Wednesday, April 18, 2007

I am waiting in the National Airport in Washington DC. I was informed by my host that no local refers to the airport by its official name: The Ronald Regan National Airport. He also told me that there is a Republican organization whose focus is to have something named after Ronald Reagan in every county of the United States and every capital city of every nation. Canonization by geography.

I am having lunch alone at Legal Seafood in the National Airport. Beside me is a man also eating lunch alone. He is re-considering a trip to Milwaukee because he's getting a cold. It's part of a book tour and he's telling me about his book, Living Your Life Backward and how it sells well in independent bookstores and only those big-box bookstores that still maintain some local independence. Our small talk develops into a conversation about mortality and once you start talking about death its hard to talk about anything else but that.

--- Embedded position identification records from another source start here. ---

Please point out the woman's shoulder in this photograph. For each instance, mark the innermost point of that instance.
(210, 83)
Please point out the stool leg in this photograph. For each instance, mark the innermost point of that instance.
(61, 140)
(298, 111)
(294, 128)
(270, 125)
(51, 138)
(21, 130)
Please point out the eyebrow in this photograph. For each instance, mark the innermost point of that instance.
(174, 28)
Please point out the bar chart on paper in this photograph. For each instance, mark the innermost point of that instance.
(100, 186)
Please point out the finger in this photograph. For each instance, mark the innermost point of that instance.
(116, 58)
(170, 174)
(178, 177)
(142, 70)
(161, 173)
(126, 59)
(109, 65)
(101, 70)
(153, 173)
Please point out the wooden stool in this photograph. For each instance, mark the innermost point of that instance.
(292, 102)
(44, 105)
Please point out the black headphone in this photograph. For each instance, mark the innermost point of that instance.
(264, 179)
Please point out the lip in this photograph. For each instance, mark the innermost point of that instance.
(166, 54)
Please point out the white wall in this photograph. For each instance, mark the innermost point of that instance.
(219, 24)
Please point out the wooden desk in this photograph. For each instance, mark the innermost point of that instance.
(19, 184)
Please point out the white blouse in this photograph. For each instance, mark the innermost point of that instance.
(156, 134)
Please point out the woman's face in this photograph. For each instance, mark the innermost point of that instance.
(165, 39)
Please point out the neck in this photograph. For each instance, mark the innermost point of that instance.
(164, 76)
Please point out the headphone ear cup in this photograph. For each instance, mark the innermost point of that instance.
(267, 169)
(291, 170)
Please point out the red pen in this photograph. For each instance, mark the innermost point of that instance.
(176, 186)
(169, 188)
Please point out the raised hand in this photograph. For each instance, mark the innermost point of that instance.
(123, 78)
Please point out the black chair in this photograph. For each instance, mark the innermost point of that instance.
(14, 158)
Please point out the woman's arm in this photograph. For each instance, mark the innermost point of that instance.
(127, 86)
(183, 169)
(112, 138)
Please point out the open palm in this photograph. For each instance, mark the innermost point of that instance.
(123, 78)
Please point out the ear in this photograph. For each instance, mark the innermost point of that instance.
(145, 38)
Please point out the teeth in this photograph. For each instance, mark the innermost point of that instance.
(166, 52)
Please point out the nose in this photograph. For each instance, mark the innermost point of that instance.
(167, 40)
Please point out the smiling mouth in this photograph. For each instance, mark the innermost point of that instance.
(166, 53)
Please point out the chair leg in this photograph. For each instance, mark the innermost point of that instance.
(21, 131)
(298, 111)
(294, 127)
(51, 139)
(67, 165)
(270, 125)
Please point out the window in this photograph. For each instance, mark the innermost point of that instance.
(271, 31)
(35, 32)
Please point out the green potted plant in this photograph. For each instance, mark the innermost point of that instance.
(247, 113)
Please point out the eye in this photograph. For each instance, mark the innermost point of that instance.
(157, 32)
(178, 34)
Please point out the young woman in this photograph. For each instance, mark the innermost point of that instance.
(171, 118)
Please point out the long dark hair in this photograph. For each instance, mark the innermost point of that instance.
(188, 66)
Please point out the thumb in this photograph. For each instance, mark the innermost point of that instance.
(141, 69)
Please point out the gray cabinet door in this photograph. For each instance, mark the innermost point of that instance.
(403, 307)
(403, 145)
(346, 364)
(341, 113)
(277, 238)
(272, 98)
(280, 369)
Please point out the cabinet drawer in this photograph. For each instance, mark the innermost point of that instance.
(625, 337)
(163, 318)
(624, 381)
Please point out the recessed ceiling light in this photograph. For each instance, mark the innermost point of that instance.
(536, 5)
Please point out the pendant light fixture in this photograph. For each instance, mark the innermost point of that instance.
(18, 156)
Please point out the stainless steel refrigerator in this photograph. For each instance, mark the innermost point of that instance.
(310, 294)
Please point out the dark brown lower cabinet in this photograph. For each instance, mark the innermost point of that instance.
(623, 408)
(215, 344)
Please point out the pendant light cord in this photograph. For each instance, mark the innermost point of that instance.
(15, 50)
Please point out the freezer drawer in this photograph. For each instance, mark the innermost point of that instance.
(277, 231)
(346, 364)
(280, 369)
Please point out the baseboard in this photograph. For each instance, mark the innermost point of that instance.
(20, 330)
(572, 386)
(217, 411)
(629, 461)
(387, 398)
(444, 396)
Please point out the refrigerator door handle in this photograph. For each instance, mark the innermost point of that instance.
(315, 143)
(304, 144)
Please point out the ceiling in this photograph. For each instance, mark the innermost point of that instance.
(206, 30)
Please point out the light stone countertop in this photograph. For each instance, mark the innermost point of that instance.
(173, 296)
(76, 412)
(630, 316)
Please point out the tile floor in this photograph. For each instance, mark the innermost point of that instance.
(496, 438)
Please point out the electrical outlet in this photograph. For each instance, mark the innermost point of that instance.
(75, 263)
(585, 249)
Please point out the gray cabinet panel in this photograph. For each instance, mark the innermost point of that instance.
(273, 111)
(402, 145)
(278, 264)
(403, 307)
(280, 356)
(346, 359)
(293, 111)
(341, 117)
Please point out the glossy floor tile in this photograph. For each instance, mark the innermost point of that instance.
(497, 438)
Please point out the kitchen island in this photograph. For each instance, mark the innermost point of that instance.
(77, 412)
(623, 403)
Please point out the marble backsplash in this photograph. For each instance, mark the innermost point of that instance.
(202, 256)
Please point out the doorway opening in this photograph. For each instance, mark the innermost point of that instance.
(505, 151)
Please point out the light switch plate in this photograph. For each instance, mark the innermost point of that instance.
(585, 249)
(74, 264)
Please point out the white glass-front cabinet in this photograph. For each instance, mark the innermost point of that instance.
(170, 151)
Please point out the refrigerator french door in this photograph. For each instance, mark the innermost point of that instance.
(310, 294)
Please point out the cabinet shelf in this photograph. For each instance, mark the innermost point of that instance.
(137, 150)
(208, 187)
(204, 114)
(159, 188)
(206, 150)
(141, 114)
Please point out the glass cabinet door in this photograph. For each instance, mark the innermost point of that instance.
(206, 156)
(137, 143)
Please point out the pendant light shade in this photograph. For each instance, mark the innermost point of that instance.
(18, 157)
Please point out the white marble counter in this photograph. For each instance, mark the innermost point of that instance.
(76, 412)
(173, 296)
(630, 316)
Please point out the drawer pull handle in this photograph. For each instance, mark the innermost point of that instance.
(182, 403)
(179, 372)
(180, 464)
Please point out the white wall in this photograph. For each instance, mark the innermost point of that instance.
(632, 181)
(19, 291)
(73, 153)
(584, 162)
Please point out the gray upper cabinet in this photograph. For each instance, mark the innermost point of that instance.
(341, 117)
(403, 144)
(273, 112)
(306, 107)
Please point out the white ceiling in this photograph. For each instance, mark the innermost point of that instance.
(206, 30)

I'm in Olson's bookstore in the National Airport. I'm considering picking up Black Swan Green because I loved the author's previous work, Cloud Atlas and because there is a handwritten staff picks card that recommends it. But instead, I pick up The Time Traveler's Wife and turn it over and learn that the time traveler in question is a librarian. I'm a librarian. I am in the process of traveling home from a library conference. That clinches it. I take the book to the counter and I know I have made a good choice because the face of the man at the counter lights up when I hands him the book. He says that its an appropriate time to read this book after the death of Kurt Vonnegut. And I say, "Yes - I hadn't thought of that - all that time travel in Slaughterhouse Five. Have you been selling more Vonnegut after his death?". He nods his head. I say, "Your buyers should have an 'author death-watch'. 'Vonnegut has a bad cough! Reprints! Stat!'

I am sitting in the National Airport in a seat facing the runways and I am deep into my book and have to remind myself to emerge periodically in order to not miss my boarding call. I feel displaced by geography and feel vulnerable by my strange surroundings. I am homesick for the first time in my adult life. While I'm reading, I hear the voice on the intercom but can't make out any of the words. Out of curiosity I get out of my seat to see if my plane has been delayed and find out that it currently boarding. Even though I have been in the airport for hours I'm the last one to board the bus to the airplane.

I am sitting in my plane and I think my seat beside is going to be empty but a woman changes seats and sits next to me. She asks me where I am going and I say, home. I ask her where she is going and she says a World Summit on Organ Donation at Wayne State University. She is a physician in New York City and she tells me that she will be speaking about the practice of organ harvesting of prisoners of conscience by the Chinese government. She tells me that there is a Canadian researcher who had concluded that the only way that the Chinese companies that are able to provide Western clients with human organs with turnaround times in as little is a week are able to do so because that they are executing prisoners on demand. Most of our hour and a half flight is spent talking about this grim topic although we are interrupted by a man behind us who out frustration with a toddler who began to cry on the plane's descent yells 'Take that kid to the bathroom' and when I look behind, he is slapping the back of his hand against the other - smack smack smack - and I am paralyzed by his anger and his callousness. Then again, I have been reeling from the continual reminders that we live in an uncaring universe for some time now. I want to be home desperately. My toddler is having trouble sleeping while I'm gone and he cries and cries.

I am writing this from the safety of home. But I know that the safety of home is just an illusion. One day I will die and Ronald Reagan's name will live on.

2 comments:

Anonymous said...

I'm no local, but I don't call it "Reagan National" either. It will always just be "DC National" to me.

Anonymous said...

Hi there -- I just caught up on New Jack since your visit -- I was fascinated to read your entries from the airport. Were you blogging live?

It made me sad to read about your homesickness in my hometown. I wish I could have stuck around at the airport to keep you company.

Hope you can make another trip down some time, with all the New Jack family. Might be more fun if you're not missing the tyke.